333 I do not accept the justice of all the criticisms that have been made. I have endeavoured to make an answer to some of them, and I think that with some of the points which I have put to them noble Lords opposite will not find it easy satisfactorily to deal. I emphasise once again the point that when you pick out a man like Lord Kitchener and give him a task like this you must leave him to carry out that task in his own way, until a moment comes when changed conditions supervene, as has occurred at this moment. The Motion as put down by Lord Peel was—though I do not think it was intended as such—not very far removed from a Vote of Censure, because the words are that His Majesty's Government should exercise "a more effective supervision and control." If accepted, that would, of course, imply the admission on our part that we had failed in our responsibility in supervision and control. We are not prepared to make that admission. Therefore if the noble Viscount were to persist in the present form of words we should not be able to accept his Motion. But if he will leave out the words "a more" and insert "an"—the Motion then reading "That, in the opinion of this House, it is the duty of His Majesty's Government to exercise an effective supervision and control of naval and military 334 expenditure"—we shall raise no objection to the Motion.
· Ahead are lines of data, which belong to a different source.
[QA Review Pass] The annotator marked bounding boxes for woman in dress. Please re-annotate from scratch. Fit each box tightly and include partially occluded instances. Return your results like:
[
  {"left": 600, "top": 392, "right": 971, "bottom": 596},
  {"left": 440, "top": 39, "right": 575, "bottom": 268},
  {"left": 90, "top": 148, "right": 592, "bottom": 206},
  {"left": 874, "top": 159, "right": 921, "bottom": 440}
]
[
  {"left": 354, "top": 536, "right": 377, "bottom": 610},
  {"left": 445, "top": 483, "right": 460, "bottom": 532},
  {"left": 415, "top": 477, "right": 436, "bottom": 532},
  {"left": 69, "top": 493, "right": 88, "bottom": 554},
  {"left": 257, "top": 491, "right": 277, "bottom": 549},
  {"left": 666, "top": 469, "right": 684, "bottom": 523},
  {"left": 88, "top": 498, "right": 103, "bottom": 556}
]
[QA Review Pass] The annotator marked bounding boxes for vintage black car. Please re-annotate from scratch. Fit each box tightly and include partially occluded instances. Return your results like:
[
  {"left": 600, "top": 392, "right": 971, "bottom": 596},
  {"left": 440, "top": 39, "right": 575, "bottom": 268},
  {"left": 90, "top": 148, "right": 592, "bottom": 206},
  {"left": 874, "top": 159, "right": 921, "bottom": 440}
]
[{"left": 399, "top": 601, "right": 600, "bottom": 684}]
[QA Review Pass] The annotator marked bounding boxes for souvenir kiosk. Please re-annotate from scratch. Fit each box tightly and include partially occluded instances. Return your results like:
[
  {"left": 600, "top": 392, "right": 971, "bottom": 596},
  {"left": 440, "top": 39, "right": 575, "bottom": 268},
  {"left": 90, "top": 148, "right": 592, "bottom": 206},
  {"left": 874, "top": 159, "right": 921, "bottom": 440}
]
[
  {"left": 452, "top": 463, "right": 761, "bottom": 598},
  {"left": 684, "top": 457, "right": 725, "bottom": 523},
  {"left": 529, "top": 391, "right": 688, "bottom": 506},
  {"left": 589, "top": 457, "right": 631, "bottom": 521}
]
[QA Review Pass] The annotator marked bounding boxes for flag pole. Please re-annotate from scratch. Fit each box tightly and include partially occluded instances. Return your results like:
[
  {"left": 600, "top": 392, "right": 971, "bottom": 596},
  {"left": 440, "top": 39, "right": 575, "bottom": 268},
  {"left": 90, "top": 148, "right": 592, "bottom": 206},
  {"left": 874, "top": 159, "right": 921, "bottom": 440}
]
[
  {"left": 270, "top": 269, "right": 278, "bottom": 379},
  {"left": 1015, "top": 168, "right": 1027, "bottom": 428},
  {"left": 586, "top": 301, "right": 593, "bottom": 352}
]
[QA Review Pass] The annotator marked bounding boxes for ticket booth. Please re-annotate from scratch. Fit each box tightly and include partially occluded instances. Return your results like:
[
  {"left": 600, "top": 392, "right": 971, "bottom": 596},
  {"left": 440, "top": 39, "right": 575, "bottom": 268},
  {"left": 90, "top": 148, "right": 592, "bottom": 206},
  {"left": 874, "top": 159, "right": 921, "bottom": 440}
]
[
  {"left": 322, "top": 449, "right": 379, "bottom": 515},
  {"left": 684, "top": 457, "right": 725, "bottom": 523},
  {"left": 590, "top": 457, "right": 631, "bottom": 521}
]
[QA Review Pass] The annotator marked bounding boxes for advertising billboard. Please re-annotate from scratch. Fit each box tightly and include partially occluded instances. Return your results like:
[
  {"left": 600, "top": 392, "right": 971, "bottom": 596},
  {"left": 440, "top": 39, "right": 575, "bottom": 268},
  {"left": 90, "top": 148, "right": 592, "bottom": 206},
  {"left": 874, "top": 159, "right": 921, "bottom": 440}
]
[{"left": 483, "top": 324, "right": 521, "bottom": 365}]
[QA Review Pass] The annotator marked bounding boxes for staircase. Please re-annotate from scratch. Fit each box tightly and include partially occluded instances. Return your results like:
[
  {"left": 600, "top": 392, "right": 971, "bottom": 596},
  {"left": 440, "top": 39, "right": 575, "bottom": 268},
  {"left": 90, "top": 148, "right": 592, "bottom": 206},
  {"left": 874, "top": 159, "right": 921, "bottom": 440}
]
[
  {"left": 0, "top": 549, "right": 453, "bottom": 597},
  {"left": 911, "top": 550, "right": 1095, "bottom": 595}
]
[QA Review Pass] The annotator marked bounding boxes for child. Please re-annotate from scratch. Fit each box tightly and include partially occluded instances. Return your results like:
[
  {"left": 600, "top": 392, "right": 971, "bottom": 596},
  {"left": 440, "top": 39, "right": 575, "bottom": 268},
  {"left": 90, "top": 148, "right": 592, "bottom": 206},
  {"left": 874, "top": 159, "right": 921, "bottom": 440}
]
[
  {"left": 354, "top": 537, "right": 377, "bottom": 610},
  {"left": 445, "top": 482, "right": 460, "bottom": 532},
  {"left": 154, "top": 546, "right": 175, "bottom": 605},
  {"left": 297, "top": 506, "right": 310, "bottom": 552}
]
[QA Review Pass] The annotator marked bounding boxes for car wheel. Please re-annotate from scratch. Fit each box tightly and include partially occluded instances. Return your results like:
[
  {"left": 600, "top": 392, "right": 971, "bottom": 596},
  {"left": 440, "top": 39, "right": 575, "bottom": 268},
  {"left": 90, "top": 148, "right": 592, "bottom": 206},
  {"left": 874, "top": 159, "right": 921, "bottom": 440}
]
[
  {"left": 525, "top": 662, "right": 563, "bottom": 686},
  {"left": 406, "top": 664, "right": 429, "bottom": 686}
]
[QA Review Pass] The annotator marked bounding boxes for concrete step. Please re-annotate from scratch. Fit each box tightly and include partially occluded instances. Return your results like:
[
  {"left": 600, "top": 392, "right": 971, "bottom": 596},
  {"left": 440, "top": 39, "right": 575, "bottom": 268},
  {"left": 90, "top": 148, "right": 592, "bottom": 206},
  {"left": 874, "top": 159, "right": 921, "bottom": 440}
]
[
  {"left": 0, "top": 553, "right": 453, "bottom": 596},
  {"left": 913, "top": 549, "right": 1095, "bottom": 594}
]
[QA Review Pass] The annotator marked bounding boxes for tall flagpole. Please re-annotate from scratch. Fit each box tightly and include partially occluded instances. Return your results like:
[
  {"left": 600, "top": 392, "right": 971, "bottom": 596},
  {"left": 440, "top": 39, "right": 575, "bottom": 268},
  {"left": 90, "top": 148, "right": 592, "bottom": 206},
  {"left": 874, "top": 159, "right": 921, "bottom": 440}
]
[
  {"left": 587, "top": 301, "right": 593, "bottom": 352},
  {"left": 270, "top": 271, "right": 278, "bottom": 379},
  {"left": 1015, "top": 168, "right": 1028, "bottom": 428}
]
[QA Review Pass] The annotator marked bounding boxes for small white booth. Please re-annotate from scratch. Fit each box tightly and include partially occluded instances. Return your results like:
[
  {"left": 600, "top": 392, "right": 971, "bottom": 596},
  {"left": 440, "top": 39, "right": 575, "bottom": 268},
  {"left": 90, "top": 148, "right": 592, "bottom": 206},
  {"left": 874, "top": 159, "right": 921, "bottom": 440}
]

§ VISCOUNT PEELMy Lords, I am much obliged to the noble Earl for the many very valuable statements he has made. The noble Earl and other Ministers have spoken of the very great difficulties with which the Government have been confronted. I certainly never wished to suggest that I was not fully conscious of the extent of those difficulties. The noble Earl says that the Government will accept the Motion if the word "more" is left out, As I understand, it is taken to be a criticism of the Government. But I think it is not unfair to say that the statements made in this House of what has been done and is going to be done and the statements made by the Prime Minister last night really amount to an admission that more could be done than has been done in the past. I will amend the Motion as suggested. If the words "effective supervision and control" are carried out in deed and in fact, I do not think I could ask for anything more.
§ On Question, Motion (as amended agreed to.
§ House adjourned at twenty minutes before Eight o'clock, till Tomorrow, half-past Ten o'clock.